How to make sed command handle the escape characters in the input parameters that are not user-typed?

Question

I've a file inside which I have a placeholder text for a password. I'm now trying to find and replace the placeholder text with the actual password. The text looks like below:

USER_GIVEN_PASSWORD=<my_password>

Let's say my password is: ABC&12345

I'm using the below command inside a script to replace this:

sed -i "s/<my_password>/$1/g" file.txt

I pass the input to my script as below:

sh password_replace.sh ABC&12345

My expected output is:

USER_GIVEN_PASSWORD=ABC&12345

But I'm getting the below output:

USER_GIVEN_PASSWORD=ABC<my_password>12345

Clearly, I'm doing something wrong with the & symbol present in my password. So, when I tried with escaping & in my input as follows, it actually works:

sh password_replace.sh ABC'\&'12345

But the problem is I should not adjust the input parameter to pass an escape character because the password won't be manually typed. It will automatically come from something like the Azure key vault as the input to my script.

So, I need to make the sed command itself handle the incoming special characters.

Can someone please help me achieve this?

Answer 1

As others have commented, & is a reserved word in sed and will need to be "escaped" in order to be used in substitute text. An alternative approach would be to use awk (GNU awk in this case):

awk -v pass="$pass" -v confpass="$confpass" -v schepass1="$schepass1" -v schepass2="$schpass2" '/USER_GIVEN_PASS/ { match($0,"<my_password>");$0=substr($0,1,RSTART-1)pass""substr($0,RSTART+RLENGTH) } /CONFIRM_USER_GIVEN_PASSWORD/ { match($0,"<my_password>");$0=substr($0,1,RSTART-1)confpass""substr($0,RSTART+RLENGTH) } /SCHEMA1_PASSWORD/ { match($0,"<db_password>");$0=substr($0,1,RSTART-1)schpass1""substr($0,RSTART+RLENGTH) } /SCHEMA2_PASSWORD/ { match($0,"<db_password>");$0=substr($0,1,RSTART-1)schpass2""substr($0,RSTART+RLENGTH) }1' file

Pass the password to awk as a variable "pass". When the line containing "USER_GIVEN_PASS" is encountered, match the position of the "holder" using awk's match function. Set the line ($0) equal to the string up to the place holder, pass, then the rest of the string.

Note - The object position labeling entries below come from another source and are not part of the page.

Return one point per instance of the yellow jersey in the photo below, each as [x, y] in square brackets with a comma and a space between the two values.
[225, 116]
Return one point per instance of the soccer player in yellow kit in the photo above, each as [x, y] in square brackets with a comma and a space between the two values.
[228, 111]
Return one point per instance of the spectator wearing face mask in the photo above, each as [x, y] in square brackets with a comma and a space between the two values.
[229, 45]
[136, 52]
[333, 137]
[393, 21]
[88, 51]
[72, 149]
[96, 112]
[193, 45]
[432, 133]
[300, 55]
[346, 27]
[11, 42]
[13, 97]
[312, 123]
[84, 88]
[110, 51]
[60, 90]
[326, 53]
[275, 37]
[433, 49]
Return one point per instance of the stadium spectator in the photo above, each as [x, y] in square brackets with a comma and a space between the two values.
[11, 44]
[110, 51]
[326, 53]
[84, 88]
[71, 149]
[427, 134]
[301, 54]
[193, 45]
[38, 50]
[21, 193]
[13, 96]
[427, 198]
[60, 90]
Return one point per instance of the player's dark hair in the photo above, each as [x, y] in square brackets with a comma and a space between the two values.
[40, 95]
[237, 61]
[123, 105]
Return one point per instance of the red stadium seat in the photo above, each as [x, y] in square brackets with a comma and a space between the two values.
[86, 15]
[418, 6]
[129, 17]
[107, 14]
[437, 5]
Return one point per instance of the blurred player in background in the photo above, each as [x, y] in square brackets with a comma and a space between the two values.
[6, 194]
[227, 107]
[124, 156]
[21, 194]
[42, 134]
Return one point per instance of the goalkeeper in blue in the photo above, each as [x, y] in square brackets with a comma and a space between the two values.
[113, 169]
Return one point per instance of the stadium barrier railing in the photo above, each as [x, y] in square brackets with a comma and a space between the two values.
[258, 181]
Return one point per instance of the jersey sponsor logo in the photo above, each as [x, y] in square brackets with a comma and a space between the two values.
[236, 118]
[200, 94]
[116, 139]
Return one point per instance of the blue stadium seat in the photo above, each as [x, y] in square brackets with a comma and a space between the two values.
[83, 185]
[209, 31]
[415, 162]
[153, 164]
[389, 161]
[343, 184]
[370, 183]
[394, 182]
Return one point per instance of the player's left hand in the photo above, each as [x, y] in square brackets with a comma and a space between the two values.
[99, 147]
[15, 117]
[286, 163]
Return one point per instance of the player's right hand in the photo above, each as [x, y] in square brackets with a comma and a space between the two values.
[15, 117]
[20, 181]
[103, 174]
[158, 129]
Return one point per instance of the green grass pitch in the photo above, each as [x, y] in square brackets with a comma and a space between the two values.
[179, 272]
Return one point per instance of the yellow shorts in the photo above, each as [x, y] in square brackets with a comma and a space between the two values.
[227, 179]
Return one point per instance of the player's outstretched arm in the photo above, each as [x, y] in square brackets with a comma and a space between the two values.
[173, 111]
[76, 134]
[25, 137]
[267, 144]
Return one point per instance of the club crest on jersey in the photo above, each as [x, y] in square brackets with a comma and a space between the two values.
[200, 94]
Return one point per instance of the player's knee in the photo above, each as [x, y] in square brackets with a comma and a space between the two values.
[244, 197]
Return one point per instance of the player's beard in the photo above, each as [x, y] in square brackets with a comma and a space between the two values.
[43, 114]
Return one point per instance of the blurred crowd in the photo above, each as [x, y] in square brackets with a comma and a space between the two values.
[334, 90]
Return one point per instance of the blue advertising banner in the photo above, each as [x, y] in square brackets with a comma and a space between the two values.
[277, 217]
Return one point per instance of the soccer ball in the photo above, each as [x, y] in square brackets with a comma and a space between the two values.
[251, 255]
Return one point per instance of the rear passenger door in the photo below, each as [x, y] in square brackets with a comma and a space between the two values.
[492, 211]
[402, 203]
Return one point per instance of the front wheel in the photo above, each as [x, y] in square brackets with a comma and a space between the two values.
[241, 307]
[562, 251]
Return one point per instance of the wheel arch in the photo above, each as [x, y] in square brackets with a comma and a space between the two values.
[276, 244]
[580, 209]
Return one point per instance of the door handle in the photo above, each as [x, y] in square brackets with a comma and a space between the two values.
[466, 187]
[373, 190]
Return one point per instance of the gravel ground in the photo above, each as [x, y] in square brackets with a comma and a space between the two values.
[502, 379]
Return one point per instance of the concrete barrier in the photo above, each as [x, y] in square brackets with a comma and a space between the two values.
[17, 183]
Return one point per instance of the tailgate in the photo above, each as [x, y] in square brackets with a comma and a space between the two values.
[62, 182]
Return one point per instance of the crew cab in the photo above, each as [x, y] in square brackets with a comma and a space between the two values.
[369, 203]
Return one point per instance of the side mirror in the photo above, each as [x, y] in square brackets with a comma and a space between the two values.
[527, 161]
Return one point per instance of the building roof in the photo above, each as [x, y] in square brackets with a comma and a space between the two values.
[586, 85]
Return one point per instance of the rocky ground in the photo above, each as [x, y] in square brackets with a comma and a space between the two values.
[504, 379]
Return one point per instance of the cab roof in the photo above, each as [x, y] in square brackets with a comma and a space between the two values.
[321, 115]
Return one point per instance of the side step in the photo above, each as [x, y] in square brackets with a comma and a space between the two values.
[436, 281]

If you have later versions of GNU awk, you can use -i to commit the changes back to the file once you are happy.

Otherwise:

awk -v pass="$pass" '/USER_GIVEN_PASS/ { match($0,"<my_password>");$0=substr($0,1,RSTART-1)pass""substr($0,RSTART+RLENGTH) }1' file > tmpfile && mv -f tmpfile file 

Answer 2

Sed doesn't understand literal strings, just regexps and backreference-enabled replacement text. See Is it possible to escape regex metacharacters reliably with sed for the lengths you have to go to to try to get sed to behave as if you were using literal strings.

Just use the literal string functions in awk instead:

$ new='ABC&12\345' awk '
    BEGIN { old="<my_password>"; lgth=length(old); new=ENVIRON["new"] }
    s = index($0,old) { $0 = substr($0,1,s-1) new substr($0,s+lgth) }
1' file
USER_GIVEN_PASSWORD=ABC&12\345

That will work for any character, no need to do any escaping.

In your shell script where you're trying replace with $1 you'd just do:

new="$1" awk 'script' file

If you're using GNU awk you can use -i inplace just like you can use -i with GNU sed:

new="$1" awk -i inplace 'script' file

or with any awk:

tmp=$(mktemp)
new="$1" awk 'script' file > "$tmp" && mv "$tmp" file

It's important for new=... to be at the start of the same line as the awk command starts on so ENVIRON[] can access it without it having to be exported.